I was sitting on the screened-in porch that had been built between the two missionary staffing houses in Haiti. The long and narrow space was just wide enough for a porch swing to hang easily at the end opposite the screen door. In front of the swing was a custom table, designed specifically for the porch. Seating around the table were four collapsible camping chairs. Each morning I would take my coffee, Bible, and journal out to this special space. After wiping away the seemingly endless dirt that blew in daily, I would settle in for the next hour or so to spend time with God. It was during one of these moments, a light came on in my heart and my mind. This realization would change the way I viewed life.
My passage for the day was in Luke 9. It said, “Then he said to them all: ‘Whoever wants to be my disciple must deny themselves, take up their cross daily and follow me. For whoever wants to save their life will lose it, but whoever loses their life for me will save it’” (verses 23-24).
These were old familiar words to me. However, I struggled to understand in a practical, real-world way what it meant to “take up my cross daily.”
As I meditated on those words, I realized what Jesus was saying. The cross is a symbol of loving sacrifice. Jesus took up the cross not because it was what he wanted to do, but because it was what the Father asked him to do. The realization hit me; my life is not my own to live. Picking up my cross daily is choosing to give up my own will, and instead, do what the Father asks of me.

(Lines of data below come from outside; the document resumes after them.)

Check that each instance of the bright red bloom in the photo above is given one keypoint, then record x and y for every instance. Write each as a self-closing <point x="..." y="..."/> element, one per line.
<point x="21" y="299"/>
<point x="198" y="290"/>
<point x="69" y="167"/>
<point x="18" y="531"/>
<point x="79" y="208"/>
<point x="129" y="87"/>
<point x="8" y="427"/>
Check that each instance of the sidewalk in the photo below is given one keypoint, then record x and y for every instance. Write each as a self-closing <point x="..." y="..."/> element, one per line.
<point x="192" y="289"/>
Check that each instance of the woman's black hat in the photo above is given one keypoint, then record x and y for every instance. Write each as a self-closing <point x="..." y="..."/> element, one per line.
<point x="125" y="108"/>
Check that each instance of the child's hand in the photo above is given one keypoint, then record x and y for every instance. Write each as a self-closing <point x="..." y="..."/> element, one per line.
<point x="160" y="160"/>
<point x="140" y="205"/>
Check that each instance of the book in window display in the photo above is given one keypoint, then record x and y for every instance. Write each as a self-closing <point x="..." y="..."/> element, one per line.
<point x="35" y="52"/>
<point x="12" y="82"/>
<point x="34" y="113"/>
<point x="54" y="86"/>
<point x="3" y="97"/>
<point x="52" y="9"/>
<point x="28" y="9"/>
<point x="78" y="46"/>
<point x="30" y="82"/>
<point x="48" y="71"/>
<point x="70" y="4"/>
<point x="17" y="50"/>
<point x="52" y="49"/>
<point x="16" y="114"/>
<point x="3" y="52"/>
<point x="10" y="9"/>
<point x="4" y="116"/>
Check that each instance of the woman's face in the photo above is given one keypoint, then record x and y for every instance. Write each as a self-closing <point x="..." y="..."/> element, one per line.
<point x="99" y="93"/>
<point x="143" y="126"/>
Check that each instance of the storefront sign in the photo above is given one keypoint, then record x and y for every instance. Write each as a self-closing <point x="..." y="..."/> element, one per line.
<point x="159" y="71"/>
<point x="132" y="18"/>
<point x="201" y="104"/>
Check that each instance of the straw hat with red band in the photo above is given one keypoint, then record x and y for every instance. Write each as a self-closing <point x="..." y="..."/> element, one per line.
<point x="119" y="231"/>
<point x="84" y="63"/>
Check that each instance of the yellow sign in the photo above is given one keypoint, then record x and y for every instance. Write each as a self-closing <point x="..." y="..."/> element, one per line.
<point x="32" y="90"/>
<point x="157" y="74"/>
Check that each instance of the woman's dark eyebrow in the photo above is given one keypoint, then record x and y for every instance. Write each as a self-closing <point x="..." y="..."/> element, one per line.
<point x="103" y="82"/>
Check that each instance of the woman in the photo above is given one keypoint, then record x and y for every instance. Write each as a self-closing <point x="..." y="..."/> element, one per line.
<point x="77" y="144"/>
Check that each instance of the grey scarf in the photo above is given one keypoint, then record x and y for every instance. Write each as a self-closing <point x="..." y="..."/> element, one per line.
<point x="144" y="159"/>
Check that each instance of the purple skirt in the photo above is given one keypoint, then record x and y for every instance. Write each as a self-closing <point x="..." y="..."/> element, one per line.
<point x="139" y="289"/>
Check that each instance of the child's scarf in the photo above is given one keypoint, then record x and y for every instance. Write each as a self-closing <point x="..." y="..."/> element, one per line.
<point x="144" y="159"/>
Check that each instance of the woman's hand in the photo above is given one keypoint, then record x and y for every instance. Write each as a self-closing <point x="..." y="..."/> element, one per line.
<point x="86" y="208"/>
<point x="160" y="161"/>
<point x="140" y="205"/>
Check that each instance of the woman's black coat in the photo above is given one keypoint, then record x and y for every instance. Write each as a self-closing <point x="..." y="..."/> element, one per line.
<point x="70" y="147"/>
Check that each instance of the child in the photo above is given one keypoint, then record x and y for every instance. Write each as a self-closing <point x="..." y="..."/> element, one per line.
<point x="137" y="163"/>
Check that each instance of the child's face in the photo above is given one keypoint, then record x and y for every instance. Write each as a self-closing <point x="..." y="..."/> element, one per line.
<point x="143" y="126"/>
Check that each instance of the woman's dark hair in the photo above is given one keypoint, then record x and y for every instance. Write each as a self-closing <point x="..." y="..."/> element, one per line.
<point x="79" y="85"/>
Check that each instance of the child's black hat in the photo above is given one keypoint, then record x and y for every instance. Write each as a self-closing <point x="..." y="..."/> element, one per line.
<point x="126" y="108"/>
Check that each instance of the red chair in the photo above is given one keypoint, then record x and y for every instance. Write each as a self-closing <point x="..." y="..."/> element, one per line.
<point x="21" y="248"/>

Moving to Haiti was not part of my will. Living with limited electricity and running water was not what I would have chosen for myself. Watching people around me struggle in ways I have never seen in the U.S. was not part of what I envisioned as part of my 5-year plan. Leaving Haiti and moving back here was also not part of what I wanted for myself.
The beautiful piece of this directive and the following promise is tucked in at the end of verse 24, “Whoever loses their life for me will save it.”
For many believers in the early Church this was not metaphorical but a physical loss of life. There are many Christians around the world today for which this is still true. However, in much of the western world, losing our lives takes on a different meaning. It refers to letting go of our own dreams and aspirations and picking up the ones God has for us instead. He is asking us to deny the call of our culture to live for our own happiness and chose a mindset of sacrifice. It is in this death to self we find the freedom to become who we were always intended to be (Enduring Word Luke 9:23-27).
“Amazingly, the people who live this way before Jesus are the ones who are really, genuinely happy. Giving our lives to Jesus all the way, and living as an others-centered person does not take away from our lives, it adds to it.” –David Guzik
Understanding these verses through the context of the life I was choosing in that season was profound and encouraging but also challenging.
A key word in that verse is “daily.” I am not going to lie, living an others-centered life while on the mission field was fairly easy. There were some days when it still had to be an intentional choice, but for the most part, this was what I was there for. Now that I am back in the United States, picking up my cross daily is not so automatic. It is easy to get wrapped up in day-to-day activities. I so quickly forget the joy that comes from living an others-centered life. I am so thankful for God’s grace that allows me to pick up my cross when I have set it down and begin carrying it with Him again.
What, if anything, has kept you from putting aside your own will and living an others-centered life instead? What gets in the way of you living this mindset every day?